Earlier in the day, an old friend, a good friend reopened his facebook page. My friend has serious issues. I am always concerned for him, but there seems to be nothing I can do. I have tried, but I am kind of being prevented from helping him. I feel helpless. A lot of my other friends think he is a lost cause, because he damaged beyond repair. I just wish there was something I could do. He is one of the sweetest guys I know, besides your truly. Well he write these notes to himself on his facebook page. Today I was referenced in the last one. Let me remind you that he has lost his mind. He made it sound like me and him had talked within the last couple of hours and that he was agreeing with me on something. I don't know where he is coming up with this...should I be happy that I'm in his mind? It's frustrating. I just pray that he can get well.

I also got another email from one of my best friends who is leaving for Makwal within a few days. I was in his wedding and we have shared a lot of great times and stories in high school. I worry about him. He is off to fight in a war. I can't be there for him either. I also have to pray for his safety. I could never do what he has to do. I am a lover, not a fighter. I am a kick ass lover, and a shit fighter. I texted him today to tell them that has balls the size of King Kong. I guess its a pride thing to say you have big balls, but I don't think any of us males want balls the size of King Kong.

Back to the mall....I started to think how much my friends mean to me.But you can never replace the bonds that you had with friends that you grew up with. It would be nice to get all of us together and go somewhere and get wasted. The thing is, I just don't see all of us doing that. It saddens me.

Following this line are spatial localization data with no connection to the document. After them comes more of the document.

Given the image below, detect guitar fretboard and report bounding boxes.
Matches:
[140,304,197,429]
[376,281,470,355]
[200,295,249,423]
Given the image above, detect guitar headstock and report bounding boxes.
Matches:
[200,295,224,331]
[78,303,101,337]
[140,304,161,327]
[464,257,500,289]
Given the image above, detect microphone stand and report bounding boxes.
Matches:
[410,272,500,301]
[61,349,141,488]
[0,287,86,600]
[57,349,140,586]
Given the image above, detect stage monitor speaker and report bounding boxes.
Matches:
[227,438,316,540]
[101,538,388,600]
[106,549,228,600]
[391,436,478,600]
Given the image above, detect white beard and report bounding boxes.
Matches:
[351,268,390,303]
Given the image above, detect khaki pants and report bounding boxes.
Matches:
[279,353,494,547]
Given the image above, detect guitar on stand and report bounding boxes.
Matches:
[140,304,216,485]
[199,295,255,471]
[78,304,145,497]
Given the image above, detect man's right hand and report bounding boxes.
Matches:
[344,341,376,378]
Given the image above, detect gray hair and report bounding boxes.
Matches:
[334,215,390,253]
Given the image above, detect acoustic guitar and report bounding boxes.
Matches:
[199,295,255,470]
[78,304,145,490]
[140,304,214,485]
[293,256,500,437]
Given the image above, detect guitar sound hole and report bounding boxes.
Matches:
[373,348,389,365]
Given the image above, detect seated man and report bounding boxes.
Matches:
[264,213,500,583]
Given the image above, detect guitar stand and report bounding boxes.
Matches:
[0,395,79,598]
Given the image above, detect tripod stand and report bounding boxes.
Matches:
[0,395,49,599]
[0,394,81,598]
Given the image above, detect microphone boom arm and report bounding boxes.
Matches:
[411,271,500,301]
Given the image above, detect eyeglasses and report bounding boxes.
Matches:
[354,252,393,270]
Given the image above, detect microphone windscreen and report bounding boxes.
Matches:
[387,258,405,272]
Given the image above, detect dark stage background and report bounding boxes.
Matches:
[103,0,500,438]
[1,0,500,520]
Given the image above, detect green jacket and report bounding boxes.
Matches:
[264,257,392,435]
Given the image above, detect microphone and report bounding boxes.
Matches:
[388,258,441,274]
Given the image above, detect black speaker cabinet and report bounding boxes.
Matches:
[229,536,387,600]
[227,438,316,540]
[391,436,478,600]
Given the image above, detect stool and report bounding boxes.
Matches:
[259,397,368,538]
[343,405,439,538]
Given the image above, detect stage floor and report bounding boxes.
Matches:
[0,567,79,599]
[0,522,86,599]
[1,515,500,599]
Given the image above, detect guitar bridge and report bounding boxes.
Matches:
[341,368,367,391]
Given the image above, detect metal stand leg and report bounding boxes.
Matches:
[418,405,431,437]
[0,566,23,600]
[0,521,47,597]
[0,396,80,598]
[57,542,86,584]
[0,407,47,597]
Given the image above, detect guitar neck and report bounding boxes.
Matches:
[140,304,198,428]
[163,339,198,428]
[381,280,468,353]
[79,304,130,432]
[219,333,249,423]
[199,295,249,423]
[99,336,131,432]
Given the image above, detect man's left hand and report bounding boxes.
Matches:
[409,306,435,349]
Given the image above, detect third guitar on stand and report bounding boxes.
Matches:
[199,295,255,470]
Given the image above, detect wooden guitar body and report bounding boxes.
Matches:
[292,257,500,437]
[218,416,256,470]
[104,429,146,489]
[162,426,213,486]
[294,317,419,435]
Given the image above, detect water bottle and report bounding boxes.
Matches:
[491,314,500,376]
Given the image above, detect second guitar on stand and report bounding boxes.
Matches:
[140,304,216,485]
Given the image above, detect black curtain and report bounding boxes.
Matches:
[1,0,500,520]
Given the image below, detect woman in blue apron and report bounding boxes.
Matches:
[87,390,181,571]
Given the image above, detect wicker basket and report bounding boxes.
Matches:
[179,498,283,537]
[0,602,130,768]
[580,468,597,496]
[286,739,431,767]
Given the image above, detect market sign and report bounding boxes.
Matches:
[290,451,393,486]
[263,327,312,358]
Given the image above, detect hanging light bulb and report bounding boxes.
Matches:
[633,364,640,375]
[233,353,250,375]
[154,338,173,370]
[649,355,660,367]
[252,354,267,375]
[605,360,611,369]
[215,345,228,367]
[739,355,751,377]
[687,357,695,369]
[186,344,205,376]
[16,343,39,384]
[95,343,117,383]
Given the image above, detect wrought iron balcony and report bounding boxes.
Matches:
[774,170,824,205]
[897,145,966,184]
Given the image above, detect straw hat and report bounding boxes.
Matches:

I always incorporate songs that I have heard with my feelings. Music is art that describes every emotion and every possible thing. The only song I have in my head is "Friends" by Wine Wine. To be honest, I hate this song. They played it at least 5 times a day when I went to silent place. I hated that. I was so sheltered that I had never been away from home. So I cried almost every day. The last day of one, everyone was crying because they were sad to leave. I was crying tears of joy because I was getting the hell out of that place. Silent place: Don't go because you like the girl down the street that is going. It's not worth it.